Fit for Its Ordinary Purpose: Implied Warranties and Common Law Duties for Consumer Finance Contracts

Susan Block-Lieb, Fordham University School of Law
Edward J. Janger, Brooklyn Law School

Abstract

The history of consumer goods and consumer credit markets presents an anomaly: market transactions for consumer goods and credit transactions evolved in tandem, from face-to-face and bespoke to standardized and widely distributed; the law governing these twin "product" markets has not. With consumer goods, the Uniform Commercial Code codifies implied warranties of merchantability and fitness for a particular purpose and the common law of tort provides strict liability for defective products. By contrast, with consumer finance contracts, borrowers enjoy scant common law protection, even though both consumer goods and consumer contracts maybe be dangerously defective "products."

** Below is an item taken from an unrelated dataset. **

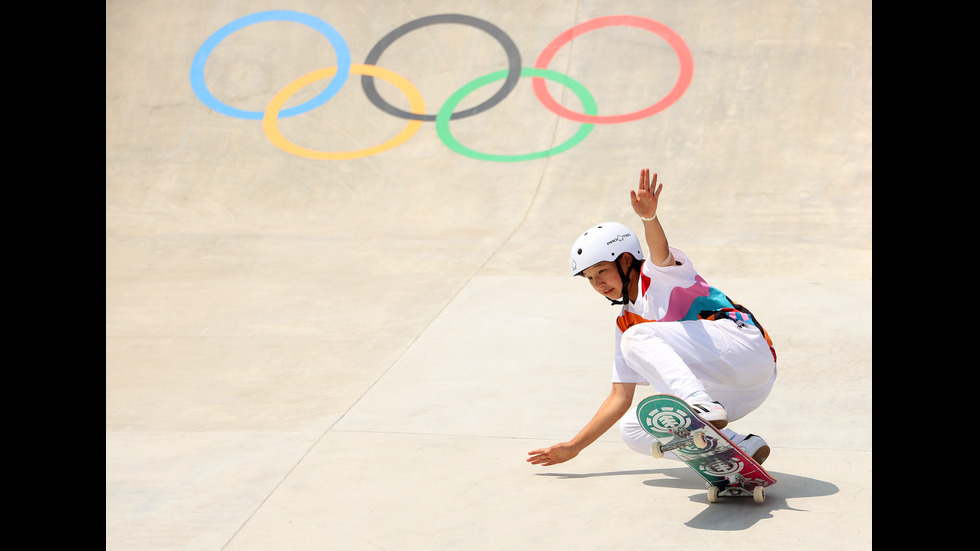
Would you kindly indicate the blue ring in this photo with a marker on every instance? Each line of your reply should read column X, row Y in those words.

This Article reconsiders the traditional, all-or-nothing choice between tort and contract law to govern injury from different sorts of consumer products. It argues for a symmetric treatment of defective consumer goods and consumer financial products, by enlisting the tort-like doctrines in the common law of contract: the doctrines of unconscionability; good faith; and warranty. The terms of an adhesive financial contract can and should be interpreted in light of an implied warranty that the contract-as-product is as described. The defense of unconscionability should be strengthened to enable enhanced scrutiny of terms that fundamentally undermine contractual products. Its procedural prong should be satisfied by the adhesive nature of the terms, without additional proof of the circumstances of a consumer's surprise about the contents of the contract. The substantive prong should be informed by implied obligations of good faith and the implication that this contract-as-product is fit for ordinary and particular purposes- that it is faithful to the underlying transaction. Attempts by lenders to disclaim implied warranties or obligations of good faith should be viewed as prima facie unconscionable.

In this way, the law governing consumer-contracts-as-products would serve the same function as the product liability and warranty laws that govern consumer-goods-as-products. Reconciliation of these laws would ensure that financial contracts are fit for their ordinary purposes as loans.